HashDist core components¶
Source store¶
The idea of the source store is to help download source code from the net, or “upload” files from the local disk. Items in the store are identified with a cryptographic hash.
Items in the source store are only needed for a few hours while the build takes place, and that may be the default configuration for desktop users. However, an advantage of keeping things around forever is to always be able to redo an old build without relying on third parties. Also, if many users share a source store on the local network one can reduce the average time spent waiting for downloads. This is an aspect that will be very different for different userbases.
Here’s how to fetch some sources; the last line output (only one to stdout
)
is the resulting key:
$ hit fetch http://python.org/ftp/python/2.7.3/Python-2.7.3.tar.bz2
Downloading... progress indicator ...
Done
targz:mheIiqyFVX61qnGc53ZhR-uqVsY
$ hit fetch git://github.com/numpy/numpy.git master
Fetching ...
Done
git:c5ccca92c5f136833ad85614feb2aa4f5bd8b7c3
One can then unpack results later only by using the key:
$ hit unpack targz:mheIiqyFVX61qnGc53ZhR-uqVsY src/python
$ hit unpack git:c5ccca92c5f136833ad85614feb2aa4f5bd8b7c3 numpy
While targz:
and git:
is part of the key, this is simply to
indicate (mostly to humans) where the sources originally came from,
and not a requirement of the underlying source store implementation.

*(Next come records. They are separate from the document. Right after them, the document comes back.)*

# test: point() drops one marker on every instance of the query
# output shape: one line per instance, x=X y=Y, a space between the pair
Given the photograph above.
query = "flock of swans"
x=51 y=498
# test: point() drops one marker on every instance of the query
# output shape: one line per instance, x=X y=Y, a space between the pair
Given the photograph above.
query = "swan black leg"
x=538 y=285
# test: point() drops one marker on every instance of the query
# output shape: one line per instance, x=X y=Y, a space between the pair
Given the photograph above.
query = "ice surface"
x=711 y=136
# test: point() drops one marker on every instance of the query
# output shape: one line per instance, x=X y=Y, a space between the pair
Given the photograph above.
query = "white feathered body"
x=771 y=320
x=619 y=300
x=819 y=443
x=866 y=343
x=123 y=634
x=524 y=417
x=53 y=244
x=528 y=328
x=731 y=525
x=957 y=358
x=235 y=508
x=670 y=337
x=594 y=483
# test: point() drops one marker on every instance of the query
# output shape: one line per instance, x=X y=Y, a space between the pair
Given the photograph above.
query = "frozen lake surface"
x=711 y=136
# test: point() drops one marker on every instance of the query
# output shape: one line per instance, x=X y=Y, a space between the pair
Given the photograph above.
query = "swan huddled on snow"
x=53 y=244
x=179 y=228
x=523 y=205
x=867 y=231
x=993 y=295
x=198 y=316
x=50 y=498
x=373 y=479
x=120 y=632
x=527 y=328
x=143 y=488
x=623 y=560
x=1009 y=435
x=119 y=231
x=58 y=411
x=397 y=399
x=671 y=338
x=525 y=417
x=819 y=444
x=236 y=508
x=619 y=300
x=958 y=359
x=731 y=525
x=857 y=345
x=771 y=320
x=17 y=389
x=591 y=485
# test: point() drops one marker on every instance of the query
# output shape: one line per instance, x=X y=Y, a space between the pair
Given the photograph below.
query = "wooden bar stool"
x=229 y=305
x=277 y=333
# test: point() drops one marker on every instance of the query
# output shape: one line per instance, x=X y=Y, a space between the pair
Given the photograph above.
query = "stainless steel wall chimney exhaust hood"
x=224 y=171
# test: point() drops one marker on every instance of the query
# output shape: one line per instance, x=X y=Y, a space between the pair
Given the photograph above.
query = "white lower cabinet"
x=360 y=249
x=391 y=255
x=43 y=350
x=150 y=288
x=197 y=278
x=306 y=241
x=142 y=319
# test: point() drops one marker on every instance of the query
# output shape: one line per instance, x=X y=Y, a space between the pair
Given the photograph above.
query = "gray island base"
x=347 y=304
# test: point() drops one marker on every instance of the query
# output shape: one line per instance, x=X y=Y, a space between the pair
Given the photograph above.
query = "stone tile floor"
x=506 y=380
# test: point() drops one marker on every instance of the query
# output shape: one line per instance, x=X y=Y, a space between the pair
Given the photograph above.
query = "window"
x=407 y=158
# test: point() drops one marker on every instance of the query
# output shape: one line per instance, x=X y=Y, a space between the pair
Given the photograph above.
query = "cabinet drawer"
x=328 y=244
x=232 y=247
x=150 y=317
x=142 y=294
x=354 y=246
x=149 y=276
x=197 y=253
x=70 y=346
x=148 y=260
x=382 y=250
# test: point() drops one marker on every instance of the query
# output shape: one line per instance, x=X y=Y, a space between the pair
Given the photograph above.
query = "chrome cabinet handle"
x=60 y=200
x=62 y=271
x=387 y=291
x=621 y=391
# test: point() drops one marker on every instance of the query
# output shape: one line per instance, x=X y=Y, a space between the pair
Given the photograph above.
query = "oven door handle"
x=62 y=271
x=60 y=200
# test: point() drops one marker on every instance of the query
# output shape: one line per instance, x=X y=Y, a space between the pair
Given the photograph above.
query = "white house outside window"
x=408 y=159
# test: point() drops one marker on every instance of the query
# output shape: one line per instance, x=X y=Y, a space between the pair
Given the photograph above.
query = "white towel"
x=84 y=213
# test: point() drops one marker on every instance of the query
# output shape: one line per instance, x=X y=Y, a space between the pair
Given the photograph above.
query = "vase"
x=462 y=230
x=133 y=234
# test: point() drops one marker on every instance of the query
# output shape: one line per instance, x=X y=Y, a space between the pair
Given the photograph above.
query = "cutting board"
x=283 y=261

Note that git source trees are simply identified by their git commits, not by an additional “repository name” or similar (the simplest implementation of this is to pull all git objects into the same local repository).

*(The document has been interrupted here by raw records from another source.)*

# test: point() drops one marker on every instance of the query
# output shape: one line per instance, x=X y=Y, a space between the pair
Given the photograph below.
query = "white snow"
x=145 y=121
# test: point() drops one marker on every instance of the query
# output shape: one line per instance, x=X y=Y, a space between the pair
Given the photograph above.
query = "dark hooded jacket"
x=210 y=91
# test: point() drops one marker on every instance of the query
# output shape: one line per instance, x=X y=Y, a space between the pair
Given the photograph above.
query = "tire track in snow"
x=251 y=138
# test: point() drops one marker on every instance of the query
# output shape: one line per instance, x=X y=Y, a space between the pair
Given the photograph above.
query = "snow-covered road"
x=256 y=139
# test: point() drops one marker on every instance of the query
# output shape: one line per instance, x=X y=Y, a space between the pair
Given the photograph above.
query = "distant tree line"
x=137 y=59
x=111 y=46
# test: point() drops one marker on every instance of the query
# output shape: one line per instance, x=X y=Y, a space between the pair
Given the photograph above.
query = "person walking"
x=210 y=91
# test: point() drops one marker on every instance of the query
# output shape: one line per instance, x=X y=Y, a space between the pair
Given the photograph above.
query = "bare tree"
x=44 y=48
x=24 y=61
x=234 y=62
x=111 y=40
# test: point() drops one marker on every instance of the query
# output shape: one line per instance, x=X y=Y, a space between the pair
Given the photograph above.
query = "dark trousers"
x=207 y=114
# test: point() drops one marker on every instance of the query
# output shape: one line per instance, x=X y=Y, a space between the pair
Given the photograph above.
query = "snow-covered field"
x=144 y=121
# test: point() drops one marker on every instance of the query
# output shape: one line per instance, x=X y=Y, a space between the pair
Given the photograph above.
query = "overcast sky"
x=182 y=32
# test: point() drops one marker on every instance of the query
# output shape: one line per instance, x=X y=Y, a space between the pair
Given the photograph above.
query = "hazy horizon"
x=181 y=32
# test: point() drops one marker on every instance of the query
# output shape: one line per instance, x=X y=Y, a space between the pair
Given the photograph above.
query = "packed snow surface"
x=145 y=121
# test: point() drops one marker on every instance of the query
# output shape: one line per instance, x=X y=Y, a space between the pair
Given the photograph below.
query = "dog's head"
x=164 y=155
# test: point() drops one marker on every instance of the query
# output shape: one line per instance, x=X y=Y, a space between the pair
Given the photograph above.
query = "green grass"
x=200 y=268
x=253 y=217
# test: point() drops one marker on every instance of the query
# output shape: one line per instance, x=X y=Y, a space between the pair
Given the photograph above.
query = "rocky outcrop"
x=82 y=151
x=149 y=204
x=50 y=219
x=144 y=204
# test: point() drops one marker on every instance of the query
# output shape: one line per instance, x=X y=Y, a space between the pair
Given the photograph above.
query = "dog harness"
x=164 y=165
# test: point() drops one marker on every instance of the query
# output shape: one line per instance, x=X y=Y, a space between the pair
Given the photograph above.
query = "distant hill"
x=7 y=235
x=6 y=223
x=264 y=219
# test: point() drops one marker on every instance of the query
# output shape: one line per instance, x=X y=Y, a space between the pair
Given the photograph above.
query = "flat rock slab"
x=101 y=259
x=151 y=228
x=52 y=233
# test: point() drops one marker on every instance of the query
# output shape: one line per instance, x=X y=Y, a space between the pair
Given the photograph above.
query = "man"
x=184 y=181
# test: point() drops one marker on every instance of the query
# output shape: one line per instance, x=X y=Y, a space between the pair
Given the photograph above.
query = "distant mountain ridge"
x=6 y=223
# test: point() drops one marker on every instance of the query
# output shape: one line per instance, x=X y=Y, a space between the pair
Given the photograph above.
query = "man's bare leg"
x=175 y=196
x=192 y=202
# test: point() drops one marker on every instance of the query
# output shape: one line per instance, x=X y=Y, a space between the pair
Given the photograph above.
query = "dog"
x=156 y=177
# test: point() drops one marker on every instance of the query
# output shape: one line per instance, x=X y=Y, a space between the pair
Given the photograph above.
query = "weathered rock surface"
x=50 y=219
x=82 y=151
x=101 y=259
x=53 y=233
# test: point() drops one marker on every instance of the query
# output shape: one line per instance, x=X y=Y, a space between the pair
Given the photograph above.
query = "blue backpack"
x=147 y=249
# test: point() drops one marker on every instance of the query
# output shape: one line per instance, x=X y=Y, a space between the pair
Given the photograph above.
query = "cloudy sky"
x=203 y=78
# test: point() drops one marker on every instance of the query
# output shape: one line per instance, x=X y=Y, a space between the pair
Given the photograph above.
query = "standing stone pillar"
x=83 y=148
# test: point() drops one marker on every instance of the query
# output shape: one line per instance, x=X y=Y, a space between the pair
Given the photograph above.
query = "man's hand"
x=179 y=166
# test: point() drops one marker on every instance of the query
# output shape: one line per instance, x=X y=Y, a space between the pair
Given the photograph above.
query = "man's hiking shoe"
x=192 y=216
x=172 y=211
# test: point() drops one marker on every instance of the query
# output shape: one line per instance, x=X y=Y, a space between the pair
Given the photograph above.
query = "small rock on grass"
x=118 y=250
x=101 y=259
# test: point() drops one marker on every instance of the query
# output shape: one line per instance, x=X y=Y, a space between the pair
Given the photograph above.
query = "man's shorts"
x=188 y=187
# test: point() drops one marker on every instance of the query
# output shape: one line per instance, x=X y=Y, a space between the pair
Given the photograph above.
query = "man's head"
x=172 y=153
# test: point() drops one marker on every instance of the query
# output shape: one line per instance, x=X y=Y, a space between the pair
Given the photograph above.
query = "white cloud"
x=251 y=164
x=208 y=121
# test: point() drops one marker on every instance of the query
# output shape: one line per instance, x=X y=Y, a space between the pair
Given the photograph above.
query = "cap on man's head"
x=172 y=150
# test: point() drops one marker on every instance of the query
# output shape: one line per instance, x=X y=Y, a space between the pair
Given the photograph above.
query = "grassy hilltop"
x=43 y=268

Re-fetching sources that are in cache already are not downloaded and results in the same hash:
$ hit fetch http://python.org/ftp/python/2.7.3/Python-2.7.3.tar.bz2
targz:mheIiqyFVX61qnGc53ZhR-uqVsY
It’s assumed that the content under the URL will not change (at least by default). Downloading the same content from a different URL leads to de-duplication and the registration of an additional URL for that source.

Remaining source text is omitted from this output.